The Austin, Texas-based start-up claims to have made progress on that goal, using automation technology to chip away the time needed from an average of 50 days to 18. Hitting a 10-day average next is a reasonable goal, insists Tim Herman (pictured), UpEquity’s CEO and co-founder.

“Eighteen days is not fast enough for me,” Herman said. “I want to be able to guarantee people that we’re going to close their mortgage in 10 days.

To get there, UpEquity is using its venture capital round to hire more engineers and loan officers to help advance its core technology and transactional speed.
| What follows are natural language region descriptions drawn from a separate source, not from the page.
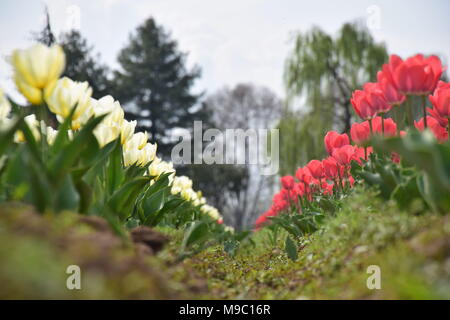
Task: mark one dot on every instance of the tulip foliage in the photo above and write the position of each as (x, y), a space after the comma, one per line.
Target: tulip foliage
(405, 165)
(68, 151)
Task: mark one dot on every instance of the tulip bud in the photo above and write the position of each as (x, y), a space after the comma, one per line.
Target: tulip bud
(69, 94)
(36, 70)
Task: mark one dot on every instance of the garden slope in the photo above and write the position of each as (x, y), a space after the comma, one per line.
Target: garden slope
(413, 252)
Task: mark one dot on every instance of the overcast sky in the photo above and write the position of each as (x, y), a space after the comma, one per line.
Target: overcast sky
(234, 40)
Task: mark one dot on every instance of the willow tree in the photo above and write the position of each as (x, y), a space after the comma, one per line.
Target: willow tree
(320, 75)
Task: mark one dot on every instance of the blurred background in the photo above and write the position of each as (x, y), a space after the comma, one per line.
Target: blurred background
(283, 64)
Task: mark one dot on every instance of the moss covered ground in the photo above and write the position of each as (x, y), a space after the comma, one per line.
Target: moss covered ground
(411, 249)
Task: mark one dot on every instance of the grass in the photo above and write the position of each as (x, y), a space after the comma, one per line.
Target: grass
(412, 250)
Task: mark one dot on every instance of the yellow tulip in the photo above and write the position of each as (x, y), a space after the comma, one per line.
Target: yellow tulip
(105, 134)
(33, 124)
(127, 131)
(37, 69)
(69, 94)
(5, 106)
(137, 141)
(107, 105)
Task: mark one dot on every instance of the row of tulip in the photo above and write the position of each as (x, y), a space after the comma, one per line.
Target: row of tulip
(397, 82)
(86, 152)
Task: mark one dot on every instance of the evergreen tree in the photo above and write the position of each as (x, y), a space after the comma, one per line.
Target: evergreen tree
(82, 64)
(155, 85)
(46, 35)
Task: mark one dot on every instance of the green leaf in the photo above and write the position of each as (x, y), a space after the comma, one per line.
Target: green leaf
(124, 199)
(291, 249)
(68, 155)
The company closed its $50 million Series B debt and equity funding round in October with investments from S3 Ventures, Next Coast Ventures, BP Capital Management, Alumni Ventures, Gaingels, Launchpad Capital and Early Light Ventures. To date, UpEqity has raised approximately $80 million.

UpEquity debuted in 2019 and employs 90 people. The company describes itself as a mortgage lender that makes mortgage lending more accessible and quicker by making cash offers for customers.

Read next: UpEquity raises $50 million in latest funding round

This is possible, without taking an enormous risk, by using technology such as computer vision and algorithms to automate each task in the process. Humans step in to make “very important” and final decisions. The end-result adds speed and certainty to the mortgage process, Herman said.

Mortgage processes remain outdated, he said, making technology upgrades paramount for longer-term customer ease and satisfaction.

“What happens in the historical mortgage world is… hundreds of documents that you upload sit in a processor’s inbox until a processor has the time to open their email, look through it and take pieces of information that are important off the page and type them into another screen,” Herman said.

“What our computer vision does [a process known as optical character recognition] is that it actually reads that document itself, and it knows how that information on the page relates to the underwriting guidelines.”

UpEquity claims its technology has helped reduce the mortgage closing process down to an average of 18 days – three times as fast as existing averages. The time saved then allows the company to make confident decisions on behalf of its clients.

Read next: Up raises $25 million in Series A funding round

That “gives us the confidence to make a cash offer on behalf of a client because we know that we’re going to be able to get them a mortgage,” Herman said.

UpEquity said it conducted about $500 million worth of lending in 2021 for about 1,500 customers, up from $100 million in 2020. The company is currently licensed in 11 states, seven of which are recent expansions: Texas, California, Colorado and Florida, Tennessee, Georgia, Idaho, Oregon, Illinois, Pennsylvania and Arizona.

UpEquity calculates it will handle $1.5 billion in mortgage transaction volumes in 2022.

Herman, a former US Navy fighter pilot, co-founded the company with Lewis Wilson. They were both in the same section at Harvard Business School and became obsessed with the idea that formed the basis behind UpEquity, Herman said.

Prior to Harvard, Herman and his wife were actively involved in buying and selling single-family real estate, and experienced both the challenges and opportunities of the current system.

“We saw all of the ways that home ownership is the cornerstone of the American dream,” Herman said. “We saw the security that it provides both financially and physically and emotionally. We saw the upward mobility that it generates, but we also saw all the ways that the incumbent industry is fundamentally 30 years behind and is broken.”

Profitability and Venture Capital

UpEquity “creates real revenue” but is not profitable yet, Herman said, due partially to heavy investments in technology and rapid growth as well as geographic expansion.

“What we say is if we wanted to slow the pace of growth or the pace of technological innovation, we could be profitable tomorrow,” Herman said. Current plans call for UpEquity to become profitable in the middle of 2023.

One of the things that will help the company reach profitability is raising more venture investment to finance ongoing growth plans. Herman said the company will likely pursue another venture capital round within a year, in the $100 million range.